È un evidente rifiuto della novità. Qualunque sia la novità. I contestatori del premier potrebbero obiettare in positivo, suggerire accorgimenti praticabili, aiutare la causa comune. Invece no: alzano il muro dello scontento, muovono accuse di presidenzialismo strisciante (quando non di autoritarismo pericoloso per la democrazia), denunziano un’inaccettabile presa del potere. Ci si aspetterebbe che convenissero sulla logica del confronto: si discute, si propone e contropropone, alla fine si accoglie il prevalere di un’idea. E si collabora a realizzarla. Ma non va così: piuttosto che seguire la regola del buonsenso, si sta dietro a quella del nonsenso.

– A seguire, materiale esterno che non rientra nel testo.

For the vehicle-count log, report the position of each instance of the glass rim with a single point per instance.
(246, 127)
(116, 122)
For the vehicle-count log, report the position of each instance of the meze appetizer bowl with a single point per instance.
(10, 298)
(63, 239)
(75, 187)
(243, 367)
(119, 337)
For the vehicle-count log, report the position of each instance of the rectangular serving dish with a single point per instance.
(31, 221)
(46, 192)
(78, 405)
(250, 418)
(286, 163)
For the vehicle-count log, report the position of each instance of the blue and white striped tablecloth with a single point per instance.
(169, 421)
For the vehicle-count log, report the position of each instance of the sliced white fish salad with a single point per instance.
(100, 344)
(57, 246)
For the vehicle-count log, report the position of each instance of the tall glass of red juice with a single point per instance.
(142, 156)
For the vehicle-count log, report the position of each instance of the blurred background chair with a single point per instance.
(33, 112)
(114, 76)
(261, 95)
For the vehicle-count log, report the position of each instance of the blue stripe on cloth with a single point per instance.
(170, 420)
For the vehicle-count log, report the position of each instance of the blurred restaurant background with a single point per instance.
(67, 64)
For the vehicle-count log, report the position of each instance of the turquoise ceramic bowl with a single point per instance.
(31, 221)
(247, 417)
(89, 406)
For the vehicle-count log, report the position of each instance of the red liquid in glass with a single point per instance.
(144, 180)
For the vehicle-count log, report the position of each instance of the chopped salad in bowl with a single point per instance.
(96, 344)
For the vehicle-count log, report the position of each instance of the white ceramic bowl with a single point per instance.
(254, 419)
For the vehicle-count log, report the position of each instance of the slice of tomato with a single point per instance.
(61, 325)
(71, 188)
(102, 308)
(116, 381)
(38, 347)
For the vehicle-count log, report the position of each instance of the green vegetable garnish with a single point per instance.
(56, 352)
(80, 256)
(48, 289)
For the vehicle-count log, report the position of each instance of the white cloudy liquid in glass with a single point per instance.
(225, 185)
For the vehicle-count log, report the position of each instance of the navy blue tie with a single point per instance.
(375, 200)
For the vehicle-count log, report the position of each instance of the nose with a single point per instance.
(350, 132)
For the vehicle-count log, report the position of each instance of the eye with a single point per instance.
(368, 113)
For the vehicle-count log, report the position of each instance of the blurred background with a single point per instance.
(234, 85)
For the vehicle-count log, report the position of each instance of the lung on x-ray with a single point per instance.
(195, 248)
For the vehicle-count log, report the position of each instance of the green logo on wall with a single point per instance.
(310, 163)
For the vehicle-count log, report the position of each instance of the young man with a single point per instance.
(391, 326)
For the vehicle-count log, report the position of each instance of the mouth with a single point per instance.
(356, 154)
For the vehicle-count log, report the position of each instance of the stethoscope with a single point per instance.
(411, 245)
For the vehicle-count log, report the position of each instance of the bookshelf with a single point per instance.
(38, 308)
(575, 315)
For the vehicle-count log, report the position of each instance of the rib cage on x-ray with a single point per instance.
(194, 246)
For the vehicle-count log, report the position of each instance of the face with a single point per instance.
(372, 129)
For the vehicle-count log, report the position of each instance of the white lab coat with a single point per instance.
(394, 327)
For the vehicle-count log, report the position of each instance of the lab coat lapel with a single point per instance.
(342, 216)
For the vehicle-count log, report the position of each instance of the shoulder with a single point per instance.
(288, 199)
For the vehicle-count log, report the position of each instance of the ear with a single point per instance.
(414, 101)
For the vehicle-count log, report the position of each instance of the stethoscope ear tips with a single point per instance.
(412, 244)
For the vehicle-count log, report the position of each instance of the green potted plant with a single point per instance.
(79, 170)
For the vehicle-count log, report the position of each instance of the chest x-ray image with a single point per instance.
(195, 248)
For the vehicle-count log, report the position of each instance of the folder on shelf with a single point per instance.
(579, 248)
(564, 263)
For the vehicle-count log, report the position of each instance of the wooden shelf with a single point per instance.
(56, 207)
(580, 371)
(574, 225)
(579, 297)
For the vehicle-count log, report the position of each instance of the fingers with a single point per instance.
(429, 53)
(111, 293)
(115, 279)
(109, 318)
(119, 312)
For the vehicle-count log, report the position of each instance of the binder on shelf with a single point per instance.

E vien dato corpo alla sostanziale alleanza con la destra antirenzista: un capolavoro d’harakiri.
Sorprendente? Fino a un certo punto. La sinistra è specializzata nel farsi male da sola. Se non lo fosse, governerebbe l’Italia da un pezzo e praticamente senz’avversari. Diciamo dall’epoca di Craxi in avanti. Ma il Cinghialone subì l’ostracismo di chi gli doveva essere alleato naturale, e un Paese che si sarebbe potuto modernizzare rimase ormeggiato alla conservazione. Craxi, tra i molti e noti difetti, aveva qualche virtù: un’insostenibile leggerezza, agli occhi grevi degli specialisti nel fuoco amico. Nascosti come ombre.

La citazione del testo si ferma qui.